At a camp meeting the next year, Ken went forward to receive "sanctification" and,even after totaling the car on his way home, believed he had experienced the real thing. Still, there were prayers that went unanswered. Ken was moody as ever, continually wanting to be "in God's will", but ever uncertain what that meant. He struggled with his many responsibilities, and suffered from a variety of stress-induced health problems.

In the midst of an ambitious evangelism project, Ken Strachan had a physical and mental breakdown. An examination at the Mayo Clinic turned up no physical cause for Ken's symptoms. For a while, he tried to cut back his schedule. But before long he was back in the thick of the work, teaching in the U.S. and involved in evangelistic campaigns in Central America.

And then Ken was stricken with lymphoma.

At first he was feared being told once again that his symptoms were imaginary, but this time the disease was real, and it was dreadful. A missionary woman was certain that it was God's will to heal Ken, but watching her husband's suffering, Elizabeth Strachan complained to God on his behalf: "The meanest man in [the city] would put a stop to this if he could!"

The disease relented enough for Ken to go home. Billy Graham called and shared his assurance that God was going to heal. Ken improved slightly and began talking about another visit to Costa Rica. But a few days before the trip, he was hospitalized again.

Christians of various traditions came to pray over him, anoint him with oil, lay hands on his body, and do spiritual battle with Satan. Ken endured it all, wondering whether God meant him to resist the suffering or accept it with patience. In the end, he fell, choking, into a coma. Elizabeth was with him when the choking started again, and Ken died.

This was hardly the inspirational memoir we had come to expect. Here was no triumphal climax of a "good and faithful servant" being warmly welcomed into heaven. Every time one expected the story to take a positive turn, it disappeared around another dark corner, only to wind up exhausted and beaten at the end. The final chapter left the reader with emotional whiplash.

It left Chris wondering, too. Would God allow one of his followers to spend an entire lifetime knocking on a door that never opened?

What of the promise, "Seek, and you shall find"?
Or Jesus' words to the woman at the well, "Whoever drinks of the water I shall give him shall never thirst..."?
Or the hopeful Beatitude, "...those who hunger and thirst for righteousness...will be filled"?

IBLP held out the continual offer of "more"--more victory over temptation, more fulfilling relationships, clearer life purpose, improved health, freedom from debt. The key was simply to follow all of the "principles" Gothard pulled out of the Bible. Chris was already becoming disillusioned with this formula, and now he had even more questions. Was a life of squelching one's own desires what God had in mind?

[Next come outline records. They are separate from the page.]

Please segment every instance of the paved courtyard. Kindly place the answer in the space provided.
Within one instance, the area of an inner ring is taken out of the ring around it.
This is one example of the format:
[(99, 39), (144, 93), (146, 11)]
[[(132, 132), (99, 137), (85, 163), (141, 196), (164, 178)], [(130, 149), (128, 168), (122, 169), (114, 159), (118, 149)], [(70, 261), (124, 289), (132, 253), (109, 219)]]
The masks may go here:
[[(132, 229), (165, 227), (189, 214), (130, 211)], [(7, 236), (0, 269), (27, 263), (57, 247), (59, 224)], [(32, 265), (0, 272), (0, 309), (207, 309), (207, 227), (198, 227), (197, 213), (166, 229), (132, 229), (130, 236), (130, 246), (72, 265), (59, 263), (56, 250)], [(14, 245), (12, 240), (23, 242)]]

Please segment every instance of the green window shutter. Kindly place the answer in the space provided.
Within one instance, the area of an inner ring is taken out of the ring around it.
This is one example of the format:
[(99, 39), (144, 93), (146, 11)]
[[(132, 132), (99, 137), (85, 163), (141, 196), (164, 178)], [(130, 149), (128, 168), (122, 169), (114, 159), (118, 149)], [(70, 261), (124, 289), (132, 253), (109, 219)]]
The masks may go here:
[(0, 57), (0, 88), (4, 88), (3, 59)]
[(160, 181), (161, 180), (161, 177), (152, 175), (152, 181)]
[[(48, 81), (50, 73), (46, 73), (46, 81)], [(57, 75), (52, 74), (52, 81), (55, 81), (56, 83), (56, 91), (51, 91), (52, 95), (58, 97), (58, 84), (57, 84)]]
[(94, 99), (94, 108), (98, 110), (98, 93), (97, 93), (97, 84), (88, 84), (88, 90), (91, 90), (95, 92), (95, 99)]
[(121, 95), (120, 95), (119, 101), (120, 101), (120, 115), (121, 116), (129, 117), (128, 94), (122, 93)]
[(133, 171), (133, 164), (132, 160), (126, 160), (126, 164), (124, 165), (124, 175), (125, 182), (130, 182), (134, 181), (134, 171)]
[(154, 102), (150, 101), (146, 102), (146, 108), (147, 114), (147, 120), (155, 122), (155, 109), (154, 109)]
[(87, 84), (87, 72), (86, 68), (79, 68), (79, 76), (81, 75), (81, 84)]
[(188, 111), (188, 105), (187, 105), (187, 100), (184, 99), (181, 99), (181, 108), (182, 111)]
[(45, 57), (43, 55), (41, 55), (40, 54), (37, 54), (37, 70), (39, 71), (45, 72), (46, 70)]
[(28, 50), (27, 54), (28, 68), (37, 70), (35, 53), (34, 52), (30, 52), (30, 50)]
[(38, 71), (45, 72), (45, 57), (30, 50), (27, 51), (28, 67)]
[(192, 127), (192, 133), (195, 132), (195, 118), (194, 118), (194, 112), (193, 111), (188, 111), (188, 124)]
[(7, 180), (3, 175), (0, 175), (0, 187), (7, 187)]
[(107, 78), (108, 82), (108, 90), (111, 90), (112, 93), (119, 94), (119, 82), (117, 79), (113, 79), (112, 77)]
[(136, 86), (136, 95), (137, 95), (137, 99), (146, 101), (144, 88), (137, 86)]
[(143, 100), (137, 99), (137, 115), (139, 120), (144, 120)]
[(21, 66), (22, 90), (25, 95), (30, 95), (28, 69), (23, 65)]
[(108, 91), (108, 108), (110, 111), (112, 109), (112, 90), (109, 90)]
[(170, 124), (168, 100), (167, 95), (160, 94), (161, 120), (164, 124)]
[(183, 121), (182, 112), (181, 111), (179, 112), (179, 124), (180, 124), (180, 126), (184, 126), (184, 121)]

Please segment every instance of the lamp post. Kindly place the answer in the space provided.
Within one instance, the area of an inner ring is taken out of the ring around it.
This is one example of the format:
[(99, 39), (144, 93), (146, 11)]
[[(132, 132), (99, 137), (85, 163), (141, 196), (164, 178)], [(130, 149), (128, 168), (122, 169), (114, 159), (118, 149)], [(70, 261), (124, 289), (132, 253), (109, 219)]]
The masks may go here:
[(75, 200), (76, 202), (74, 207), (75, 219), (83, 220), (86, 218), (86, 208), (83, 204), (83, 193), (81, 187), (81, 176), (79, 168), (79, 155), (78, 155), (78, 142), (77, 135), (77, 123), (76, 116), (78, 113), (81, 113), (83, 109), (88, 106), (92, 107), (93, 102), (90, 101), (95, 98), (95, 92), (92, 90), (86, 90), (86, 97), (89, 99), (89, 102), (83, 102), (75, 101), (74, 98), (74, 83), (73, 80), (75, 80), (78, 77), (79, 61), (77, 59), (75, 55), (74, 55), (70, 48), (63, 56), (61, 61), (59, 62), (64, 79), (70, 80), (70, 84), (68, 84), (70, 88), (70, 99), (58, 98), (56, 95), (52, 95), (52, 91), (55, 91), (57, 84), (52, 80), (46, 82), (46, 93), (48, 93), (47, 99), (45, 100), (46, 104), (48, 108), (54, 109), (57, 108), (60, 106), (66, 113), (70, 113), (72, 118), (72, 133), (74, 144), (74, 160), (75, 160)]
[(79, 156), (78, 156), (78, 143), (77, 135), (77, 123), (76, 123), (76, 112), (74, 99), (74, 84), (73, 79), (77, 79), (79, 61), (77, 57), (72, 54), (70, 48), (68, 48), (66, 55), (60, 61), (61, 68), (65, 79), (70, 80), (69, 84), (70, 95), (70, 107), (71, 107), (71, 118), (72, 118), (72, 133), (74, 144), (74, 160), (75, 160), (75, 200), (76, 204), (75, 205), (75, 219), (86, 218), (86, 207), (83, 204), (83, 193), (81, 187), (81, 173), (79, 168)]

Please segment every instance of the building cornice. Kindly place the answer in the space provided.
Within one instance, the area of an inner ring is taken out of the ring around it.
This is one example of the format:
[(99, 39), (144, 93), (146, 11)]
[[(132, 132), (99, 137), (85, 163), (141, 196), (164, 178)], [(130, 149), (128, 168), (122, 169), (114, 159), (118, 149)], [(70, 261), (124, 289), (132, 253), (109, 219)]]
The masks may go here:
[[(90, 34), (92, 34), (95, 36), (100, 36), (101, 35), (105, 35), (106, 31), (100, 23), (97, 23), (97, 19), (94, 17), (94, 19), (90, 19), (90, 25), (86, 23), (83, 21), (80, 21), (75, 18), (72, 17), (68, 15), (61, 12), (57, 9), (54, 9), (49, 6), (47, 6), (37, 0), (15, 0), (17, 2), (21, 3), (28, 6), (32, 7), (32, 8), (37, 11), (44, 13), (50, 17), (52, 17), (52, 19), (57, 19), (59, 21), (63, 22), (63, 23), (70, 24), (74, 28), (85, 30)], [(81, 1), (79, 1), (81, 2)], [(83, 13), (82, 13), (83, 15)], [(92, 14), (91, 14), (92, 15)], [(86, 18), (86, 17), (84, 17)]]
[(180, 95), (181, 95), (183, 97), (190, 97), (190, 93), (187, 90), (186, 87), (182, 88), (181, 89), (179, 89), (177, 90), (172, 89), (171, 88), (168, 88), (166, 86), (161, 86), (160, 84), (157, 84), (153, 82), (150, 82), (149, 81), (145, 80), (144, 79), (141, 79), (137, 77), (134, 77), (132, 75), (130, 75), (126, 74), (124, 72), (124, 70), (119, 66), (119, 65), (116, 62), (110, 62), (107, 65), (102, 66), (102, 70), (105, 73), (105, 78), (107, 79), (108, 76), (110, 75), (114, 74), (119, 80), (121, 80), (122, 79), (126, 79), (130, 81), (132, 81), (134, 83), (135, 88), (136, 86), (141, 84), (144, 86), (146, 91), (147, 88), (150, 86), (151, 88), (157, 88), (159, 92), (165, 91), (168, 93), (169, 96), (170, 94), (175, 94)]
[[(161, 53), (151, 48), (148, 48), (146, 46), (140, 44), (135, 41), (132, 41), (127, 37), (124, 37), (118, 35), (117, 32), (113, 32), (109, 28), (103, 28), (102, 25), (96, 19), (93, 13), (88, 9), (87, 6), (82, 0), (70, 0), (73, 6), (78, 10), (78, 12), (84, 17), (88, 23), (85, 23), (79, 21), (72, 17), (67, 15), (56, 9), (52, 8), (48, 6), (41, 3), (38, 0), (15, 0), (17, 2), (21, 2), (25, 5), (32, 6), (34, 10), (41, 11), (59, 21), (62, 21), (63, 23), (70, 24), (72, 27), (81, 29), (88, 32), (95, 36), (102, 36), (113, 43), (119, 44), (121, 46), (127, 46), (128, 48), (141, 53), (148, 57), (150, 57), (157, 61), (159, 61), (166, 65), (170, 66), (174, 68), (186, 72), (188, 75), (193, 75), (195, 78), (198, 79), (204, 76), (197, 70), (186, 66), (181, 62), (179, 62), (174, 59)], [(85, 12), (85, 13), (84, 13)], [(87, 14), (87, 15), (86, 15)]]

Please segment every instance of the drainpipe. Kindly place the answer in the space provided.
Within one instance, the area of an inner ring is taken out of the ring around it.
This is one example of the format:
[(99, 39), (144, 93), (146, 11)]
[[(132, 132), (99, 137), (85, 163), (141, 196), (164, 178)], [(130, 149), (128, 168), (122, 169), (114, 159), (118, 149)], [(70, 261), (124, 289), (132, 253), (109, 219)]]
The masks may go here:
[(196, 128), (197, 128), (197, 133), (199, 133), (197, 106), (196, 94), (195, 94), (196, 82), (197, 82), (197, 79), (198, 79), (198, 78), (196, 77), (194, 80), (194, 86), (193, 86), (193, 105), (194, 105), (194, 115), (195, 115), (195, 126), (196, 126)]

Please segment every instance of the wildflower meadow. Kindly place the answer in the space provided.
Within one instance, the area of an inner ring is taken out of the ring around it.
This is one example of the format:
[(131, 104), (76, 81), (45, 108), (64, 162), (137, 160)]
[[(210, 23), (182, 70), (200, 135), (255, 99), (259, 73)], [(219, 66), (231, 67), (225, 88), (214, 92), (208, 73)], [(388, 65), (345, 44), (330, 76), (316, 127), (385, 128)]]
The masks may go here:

Was there a secret to this "Christian life"? A key belief, practice, or mystical experience?
If there was, could we expect to figure it out?
What did faith mean, anyway?



Postscript:

Harry Strachan sat with his father's casket before the burial in Costa Rica, and later spoke eloquently for the family at Ken's funeral. He wove together soothing Bible passages and lines from familiar hymns. But his own faith had been on the rocks since he went away to college. And his father's death was catastrophic.

When the mission asked Harry to write his father's biography, he realized he could not write the book they wanted. As he later explained in his own memoir, Finding a Path, "I turned over the files, interview notes and tapes to my mother, and the mission asked Elisabeth Elliot to do the job."


And do the job she did, calling it as she saw it and highlighting Kenneth Strachan's humanity and foibles as much as his genuine concern for the people of Central America. Perhaps her forthrightness is one reason the biography was soon out of print. 

Harry Strachan--now a gentle agnostic--taught at Harvard Business School, helped create Bain Capital, and eventually returned to the land of his childhood to create the Strachan Foundation, continuing his family's legacy by promoting education and entrepreneurship throughout Central America.